Cena had the bodybuilding bug and his dream of a bodybuilding career compelled him to try his luck at competition. The problem with competitive bodybuilding has always been the pervasive use of anabolic steroids and ancillary drugs. The use of these drugs is often quite expensive. Cena was too poor to afford steroids even though Cena would later say he never would have used them anyway. So, Cena decided to compete in the so-called “natural” bodybuilding competitions.

One of Cena’s first bodybuilding competitions was the 1999 NPC Ironman Magazine Naturally contest in Los Angeles. Cena showed considerable promise as a young bodybuilder in his early 20s even though he only placed second at the contest. And thanks to Todd Smith (the bodybuilder who beat him), the video of John Cena the bodybuilder has been immortalized on YouTube.
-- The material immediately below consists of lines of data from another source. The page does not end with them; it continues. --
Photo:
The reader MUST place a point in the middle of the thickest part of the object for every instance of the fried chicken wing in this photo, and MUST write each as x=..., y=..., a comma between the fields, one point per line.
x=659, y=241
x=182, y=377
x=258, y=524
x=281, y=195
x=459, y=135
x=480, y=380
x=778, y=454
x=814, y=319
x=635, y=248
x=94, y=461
Maybe Cena would have continued as a competitive bodybuilder. Maybe he would have had some success. Fortunately for Cena, his bodybuilding career were was quickly derailed when he was offered a chance to make money as a professional wrestler.

Cena joined the local Ultimate Pro Wrestling “Ultimate University” operated by Rick Bassman. Within a couple of years, Cena signed a developmental contract with Vince McMahon’s World Wrestling Federation. (McMahon’s company became World Wrestling Entertainment after it lost a trademark dispute with the World Wildlife Federation.) Cena soon began his ascent to WWE superstardom. As they say, the rest is history.

Cena has never shied away from his bodybuilding roots. Yet Cena has struggled to distance himself from bodybuilding’s drug subculture.

Cena insists that he is a lifetime natural athlete who has never ever used anabolic steroids. This is no easy task for a former amateur bodybuilder turned professional wrestler to convince skeptics that he is not and has not used the muscle-building drugs. After all, performance-enhancing drugs like steroids and human growth hormone (hGH) are ubiquitous in both bodybuilding and pro wrestling.

No one really believes Cena is steroid-free. But with a net worth estimated at approximately $35 million, Cena probably doesn’t care so much what people think anymore.